Shaylene Graves, 27, of Jurupa Valley, had six weeks left on the robbery sentence she was serving at the California Institution for Women when she died on June 1, 2016.
As part of the settlement, her mother, Sheri Graves of Murrieta, will prepare a 15-minute video on how jailers could have saved her daughter’s life, and California Department of Corrections and Rehabilitation officials will be required to watch it.
“I did not want them to go without being held accountable,” Graves said in an interview on Friday, Feb. 18.
She wants jailers to understand that inmates are human beings and should be treated that way, and not just as numbers.
“That’s a big responsibility. It shouldn’t be taken lightly,” Graves said.
Shaylene Graves was placed in that cell in mid-May 2016. Her cellmate openly threatened to kill her, even doing so in recorded phone calls, said attorney V. James DeSimone, who filed the wrongful-death lawsuit on the family’s behalf.
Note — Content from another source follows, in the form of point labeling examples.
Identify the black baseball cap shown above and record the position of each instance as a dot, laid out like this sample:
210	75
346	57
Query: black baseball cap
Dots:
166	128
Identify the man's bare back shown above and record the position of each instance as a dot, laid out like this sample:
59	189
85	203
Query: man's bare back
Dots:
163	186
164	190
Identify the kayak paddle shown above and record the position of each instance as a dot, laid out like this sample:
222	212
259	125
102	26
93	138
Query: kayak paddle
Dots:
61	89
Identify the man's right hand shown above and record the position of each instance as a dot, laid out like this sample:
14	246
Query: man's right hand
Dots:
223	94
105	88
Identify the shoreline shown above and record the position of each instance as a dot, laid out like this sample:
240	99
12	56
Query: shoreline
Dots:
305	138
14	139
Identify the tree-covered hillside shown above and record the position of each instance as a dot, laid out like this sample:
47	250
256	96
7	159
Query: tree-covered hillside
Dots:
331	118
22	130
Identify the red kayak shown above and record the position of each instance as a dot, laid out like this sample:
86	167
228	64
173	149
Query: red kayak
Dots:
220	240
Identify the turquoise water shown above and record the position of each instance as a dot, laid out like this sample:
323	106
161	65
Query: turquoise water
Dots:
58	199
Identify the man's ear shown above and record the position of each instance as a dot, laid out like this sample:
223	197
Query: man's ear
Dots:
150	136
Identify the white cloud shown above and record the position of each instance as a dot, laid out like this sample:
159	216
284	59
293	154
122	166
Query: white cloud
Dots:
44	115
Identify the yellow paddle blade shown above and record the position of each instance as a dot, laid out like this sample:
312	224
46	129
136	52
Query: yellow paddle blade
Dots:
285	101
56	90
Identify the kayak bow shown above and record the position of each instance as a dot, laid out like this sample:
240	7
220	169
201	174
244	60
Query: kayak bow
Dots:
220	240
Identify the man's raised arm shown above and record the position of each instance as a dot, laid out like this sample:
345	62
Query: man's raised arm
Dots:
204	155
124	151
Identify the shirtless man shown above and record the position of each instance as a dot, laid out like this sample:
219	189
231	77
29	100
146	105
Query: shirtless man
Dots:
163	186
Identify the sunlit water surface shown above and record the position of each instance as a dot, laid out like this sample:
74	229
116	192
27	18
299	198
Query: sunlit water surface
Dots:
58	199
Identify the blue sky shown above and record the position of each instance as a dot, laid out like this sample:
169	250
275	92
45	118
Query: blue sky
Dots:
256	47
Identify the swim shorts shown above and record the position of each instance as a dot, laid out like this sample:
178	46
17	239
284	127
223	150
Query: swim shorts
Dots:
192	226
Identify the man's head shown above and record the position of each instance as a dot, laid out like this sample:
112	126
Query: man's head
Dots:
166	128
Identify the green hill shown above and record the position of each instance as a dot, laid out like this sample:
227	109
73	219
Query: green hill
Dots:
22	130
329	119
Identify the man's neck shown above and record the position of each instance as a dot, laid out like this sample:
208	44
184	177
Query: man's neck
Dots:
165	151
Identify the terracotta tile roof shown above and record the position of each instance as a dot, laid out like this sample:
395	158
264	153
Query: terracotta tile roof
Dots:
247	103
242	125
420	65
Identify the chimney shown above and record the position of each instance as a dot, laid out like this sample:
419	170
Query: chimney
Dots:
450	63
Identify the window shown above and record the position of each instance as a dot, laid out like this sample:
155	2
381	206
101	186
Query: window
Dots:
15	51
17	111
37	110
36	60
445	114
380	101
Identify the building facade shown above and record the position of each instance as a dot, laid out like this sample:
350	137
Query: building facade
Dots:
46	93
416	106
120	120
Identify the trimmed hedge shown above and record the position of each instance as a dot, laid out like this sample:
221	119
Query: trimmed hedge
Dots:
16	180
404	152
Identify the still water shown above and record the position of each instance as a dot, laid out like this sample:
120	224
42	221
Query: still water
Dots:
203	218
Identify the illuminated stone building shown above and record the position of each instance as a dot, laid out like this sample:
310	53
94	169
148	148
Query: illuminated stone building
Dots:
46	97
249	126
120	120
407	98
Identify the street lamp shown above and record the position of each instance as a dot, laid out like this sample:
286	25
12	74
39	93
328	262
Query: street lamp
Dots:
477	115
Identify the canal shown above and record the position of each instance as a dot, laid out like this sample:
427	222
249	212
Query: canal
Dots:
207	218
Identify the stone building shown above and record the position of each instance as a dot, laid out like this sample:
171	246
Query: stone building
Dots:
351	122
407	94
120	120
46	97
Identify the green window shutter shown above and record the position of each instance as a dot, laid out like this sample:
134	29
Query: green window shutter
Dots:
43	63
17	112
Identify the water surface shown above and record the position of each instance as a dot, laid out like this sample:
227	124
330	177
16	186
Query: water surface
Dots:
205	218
Graves asked to be relocated, but according to the lawsuit, jailers offered her only a spot in solitary confinement.
Graves rejected that offer, fearing it would hurt her prison record and delay her release.
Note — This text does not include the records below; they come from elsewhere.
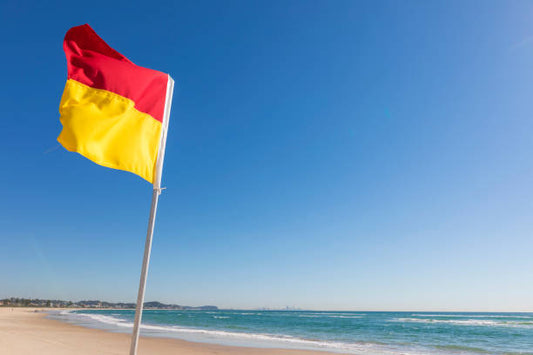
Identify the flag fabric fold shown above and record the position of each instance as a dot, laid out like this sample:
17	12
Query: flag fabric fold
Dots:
111	109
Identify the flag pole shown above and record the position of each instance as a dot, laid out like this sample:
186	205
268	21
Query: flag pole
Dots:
151	221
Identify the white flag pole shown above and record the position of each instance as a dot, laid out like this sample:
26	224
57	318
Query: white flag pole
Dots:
151	222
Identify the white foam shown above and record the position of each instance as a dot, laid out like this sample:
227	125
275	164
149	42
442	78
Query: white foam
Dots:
468	322
236	338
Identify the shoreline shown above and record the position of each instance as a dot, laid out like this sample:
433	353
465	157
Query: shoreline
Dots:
25	331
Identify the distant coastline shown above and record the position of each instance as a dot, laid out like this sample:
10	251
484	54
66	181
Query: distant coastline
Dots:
40	303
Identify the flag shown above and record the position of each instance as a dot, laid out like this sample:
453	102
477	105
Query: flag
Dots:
111	110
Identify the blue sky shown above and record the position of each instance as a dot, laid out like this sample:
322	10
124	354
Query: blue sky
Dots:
325	155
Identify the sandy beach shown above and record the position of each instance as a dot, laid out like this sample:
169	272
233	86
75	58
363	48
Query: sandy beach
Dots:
27	331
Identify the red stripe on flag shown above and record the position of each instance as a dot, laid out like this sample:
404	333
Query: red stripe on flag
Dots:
91	61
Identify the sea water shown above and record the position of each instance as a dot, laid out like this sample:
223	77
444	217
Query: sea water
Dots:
342	332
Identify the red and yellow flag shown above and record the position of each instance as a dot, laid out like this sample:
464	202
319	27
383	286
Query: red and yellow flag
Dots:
111	110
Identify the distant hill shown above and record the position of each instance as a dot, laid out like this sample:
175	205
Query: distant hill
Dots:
28	302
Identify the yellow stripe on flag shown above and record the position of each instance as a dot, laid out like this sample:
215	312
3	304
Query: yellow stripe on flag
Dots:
106	128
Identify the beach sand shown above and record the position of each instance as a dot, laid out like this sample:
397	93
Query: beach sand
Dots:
25	331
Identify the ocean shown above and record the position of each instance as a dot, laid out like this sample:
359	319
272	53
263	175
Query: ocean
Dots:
343	332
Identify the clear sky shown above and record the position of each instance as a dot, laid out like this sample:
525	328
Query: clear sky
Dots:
321	154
In the state’s response to the lawsuit, its attorneys said Graves never asked to be moved.
“That’s not true at all,” DeSimone said Friday. “I think the indifference is systemic to the prisons.”
On the day Graves died, other inmates heard loud noises coming from her cell, and then silence. Graves was found hanging from a sheet. The family was led to believe that Graves had killed herself.
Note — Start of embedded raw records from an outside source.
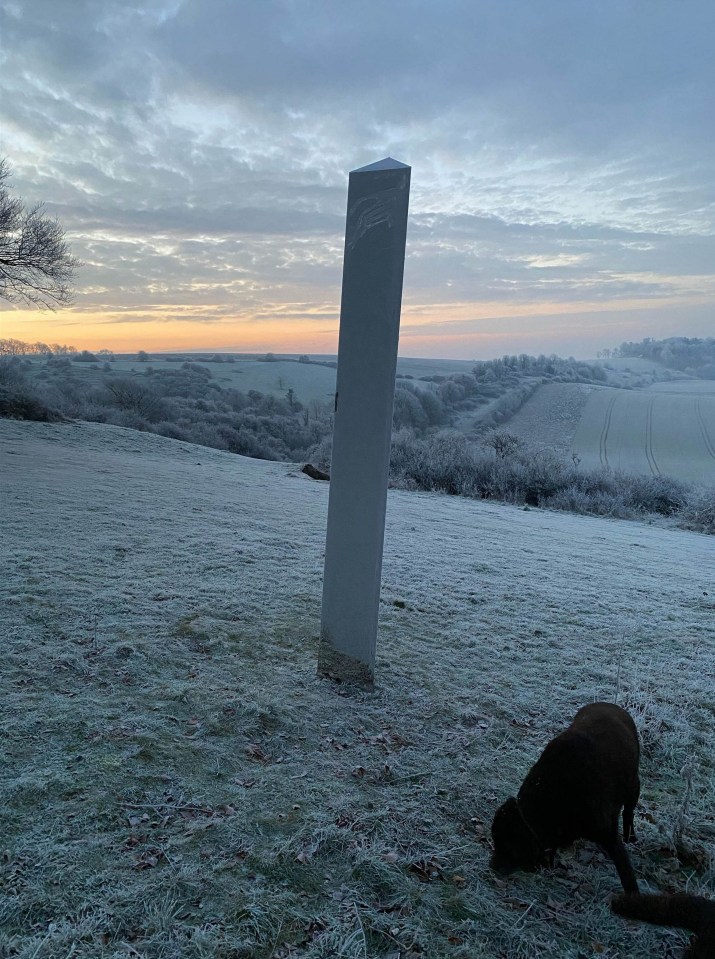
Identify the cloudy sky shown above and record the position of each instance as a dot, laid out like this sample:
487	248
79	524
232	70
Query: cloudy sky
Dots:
197	153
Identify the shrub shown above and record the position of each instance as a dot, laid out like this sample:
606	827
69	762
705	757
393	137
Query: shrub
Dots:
699	512
20	405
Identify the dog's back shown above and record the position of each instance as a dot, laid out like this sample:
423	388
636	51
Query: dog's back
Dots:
576	790
586	775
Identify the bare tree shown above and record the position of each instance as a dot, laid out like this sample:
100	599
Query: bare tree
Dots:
36	266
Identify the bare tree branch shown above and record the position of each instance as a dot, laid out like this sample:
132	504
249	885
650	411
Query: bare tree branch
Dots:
36	266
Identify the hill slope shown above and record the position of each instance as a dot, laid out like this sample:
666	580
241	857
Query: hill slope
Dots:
177	782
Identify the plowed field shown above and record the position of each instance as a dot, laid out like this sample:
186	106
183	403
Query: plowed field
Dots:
658	433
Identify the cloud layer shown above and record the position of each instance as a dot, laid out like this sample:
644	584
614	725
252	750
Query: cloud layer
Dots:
197	153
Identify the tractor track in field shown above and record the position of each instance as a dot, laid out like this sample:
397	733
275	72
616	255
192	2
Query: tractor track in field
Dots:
649	440
603	451
709	446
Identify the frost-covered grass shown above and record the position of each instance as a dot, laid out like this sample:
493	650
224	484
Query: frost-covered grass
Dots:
177	782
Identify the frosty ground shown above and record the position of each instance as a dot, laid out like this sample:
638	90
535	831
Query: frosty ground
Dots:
177	782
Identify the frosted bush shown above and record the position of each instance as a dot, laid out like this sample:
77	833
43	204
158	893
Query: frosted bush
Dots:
699	512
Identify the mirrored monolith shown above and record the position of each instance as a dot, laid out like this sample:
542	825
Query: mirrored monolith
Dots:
373	268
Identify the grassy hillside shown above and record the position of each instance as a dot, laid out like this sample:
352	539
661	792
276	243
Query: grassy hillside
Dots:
176	782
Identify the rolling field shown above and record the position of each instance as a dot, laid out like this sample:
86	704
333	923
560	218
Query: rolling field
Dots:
652	432
178	783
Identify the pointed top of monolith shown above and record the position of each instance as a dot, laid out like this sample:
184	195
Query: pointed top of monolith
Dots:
387	164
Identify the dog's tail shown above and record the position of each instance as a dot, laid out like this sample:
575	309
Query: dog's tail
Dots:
680	910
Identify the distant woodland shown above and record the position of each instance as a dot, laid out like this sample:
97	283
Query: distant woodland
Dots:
693	356
432	447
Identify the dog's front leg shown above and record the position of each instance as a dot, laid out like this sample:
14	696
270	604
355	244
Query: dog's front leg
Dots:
617	851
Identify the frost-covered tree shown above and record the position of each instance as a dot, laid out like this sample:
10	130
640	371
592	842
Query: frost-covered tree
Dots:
36	266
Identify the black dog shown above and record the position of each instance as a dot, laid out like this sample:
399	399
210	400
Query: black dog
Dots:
682	911
577	788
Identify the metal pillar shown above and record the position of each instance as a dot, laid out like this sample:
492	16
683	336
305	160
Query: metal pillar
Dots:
373	268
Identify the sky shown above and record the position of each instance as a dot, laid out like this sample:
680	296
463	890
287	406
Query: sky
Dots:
197	154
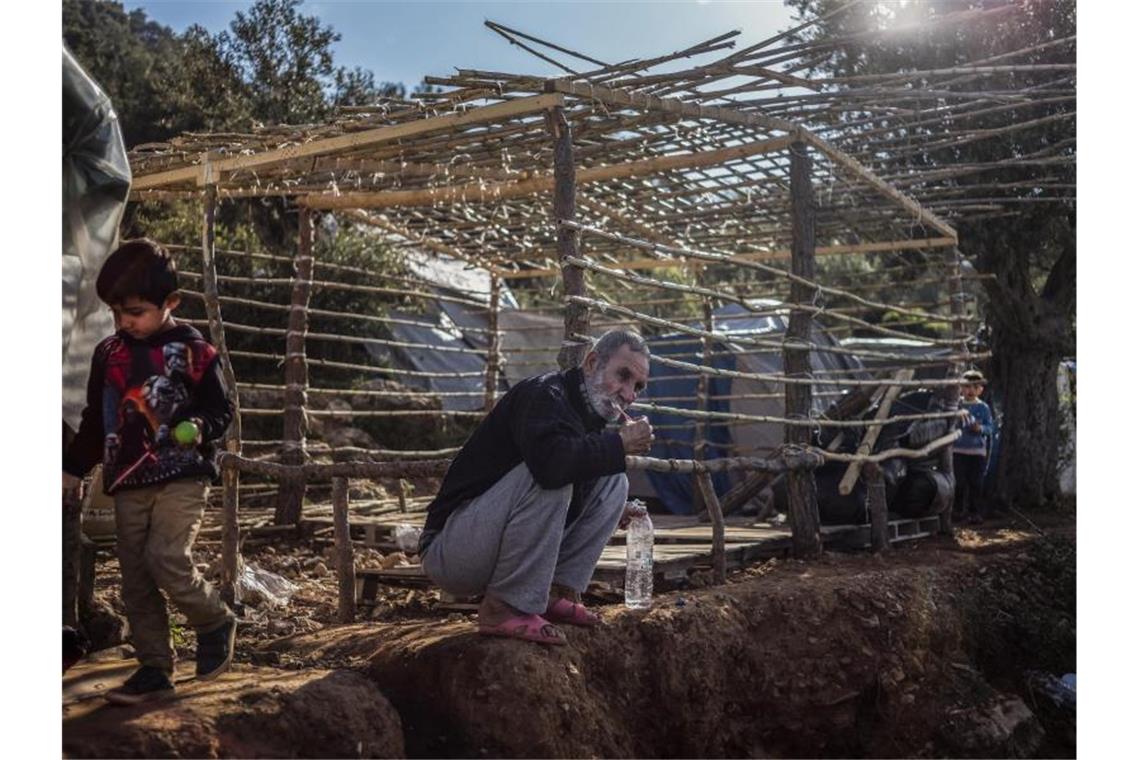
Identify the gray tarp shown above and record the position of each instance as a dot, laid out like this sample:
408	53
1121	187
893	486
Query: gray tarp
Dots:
96	180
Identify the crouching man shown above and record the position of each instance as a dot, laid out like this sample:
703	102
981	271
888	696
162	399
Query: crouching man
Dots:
535	493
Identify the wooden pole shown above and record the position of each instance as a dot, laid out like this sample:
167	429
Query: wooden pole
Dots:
705	481
345	570
230	532
871	436
291	495
73	550
803	508
950	393
702	401
573	279
493	344
877	505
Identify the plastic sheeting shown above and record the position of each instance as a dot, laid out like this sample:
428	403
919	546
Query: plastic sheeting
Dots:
759	439
96	180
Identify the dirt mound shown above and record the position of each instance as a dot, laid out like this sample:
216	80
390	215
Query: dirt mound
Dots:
930	650
906	654
246	713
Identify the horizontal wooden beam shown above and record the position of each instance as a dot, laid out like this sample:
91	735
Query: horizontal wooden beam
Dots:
759	255
489	193
211	170
884	188
617	97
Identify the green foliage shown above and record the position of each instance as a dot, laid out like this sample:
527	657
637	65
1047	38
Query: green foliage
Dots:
274	66
1028	252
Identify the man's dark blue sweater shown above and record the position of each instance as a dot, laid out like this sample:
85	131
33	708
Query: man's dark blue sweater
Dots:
546	422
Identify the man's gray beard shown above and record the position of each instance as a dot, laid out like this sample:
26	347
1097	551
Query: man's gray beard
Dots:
599	401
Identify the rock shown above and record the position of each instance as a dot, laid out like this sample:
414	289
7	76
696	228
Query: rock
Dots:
1003	727
247	712
103	627
281	628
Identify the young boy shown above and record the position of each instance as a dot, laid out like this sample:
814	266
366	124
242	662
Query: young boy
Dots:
154	401
970	450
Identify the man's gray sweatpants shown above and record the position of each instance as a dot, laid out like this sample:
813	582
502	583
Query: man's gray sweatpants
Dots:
512	541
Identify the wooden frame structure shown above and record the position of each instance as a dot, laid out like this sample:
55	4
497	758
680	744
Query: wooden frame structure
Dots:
641	181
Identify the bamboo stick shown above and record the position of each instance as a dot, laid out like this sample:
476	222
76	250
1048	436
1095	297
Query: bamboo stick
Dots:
353	141
490	193
296	377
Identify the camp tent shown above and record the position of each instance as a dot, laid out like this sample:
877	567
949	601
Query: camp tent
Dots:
677	387
97	178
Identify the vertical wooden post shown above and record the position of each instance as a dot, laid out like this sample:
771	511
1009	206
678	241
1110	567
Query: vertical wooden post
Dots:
877	505
490	384
702	401
576	316
803	508
345	570
401	495
230	534
291	495
951	393
73	552
705	482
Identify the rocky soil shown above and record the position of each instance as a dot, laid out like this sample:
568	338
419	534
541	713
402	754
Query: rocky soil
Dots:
936	648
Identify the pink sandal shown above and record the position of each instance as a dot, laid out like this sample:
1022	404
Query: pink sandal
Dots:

Sheri Graves said Friday that she was always suspicious of that claim. Her daughter had been making meticulous plans for life after incarceration, including forming a nonprofit organization to help other women make the transition. She showed up to her last visit with her mother having dyed her hair red and wearing matching glasses that had no lenses.
“I’m working on my image so when I get out, I will be relevant,” Shaylene Graves told her mother.
DeSimone sued in May 2017. But it wasn’t until early 2019 — more than two years after Graves’ death — that as DeSimone gathered evidence, the family learned that a state investigation had determined that Graves had been slain. Nobody from the state had told the family the truth.
The cellmate was never prosecuted. DeSimone said he was told that a murder charge would have been too difficult to prove. Mike Ramos, the San Bernardino County District Attorney at the time, said Friday that he couldn’t immediately remember the case.
Dana Simas, a spokesperson for the CDCR, confirmed the amount of the settlement.
“CDCR takes the safety of those in our care very seriously and we work hard to provide a safe and secure environment at all of our institutions. It is our hope this settlement will bring some closure to Ms. Graves’ loved ones,” Simas said Friday.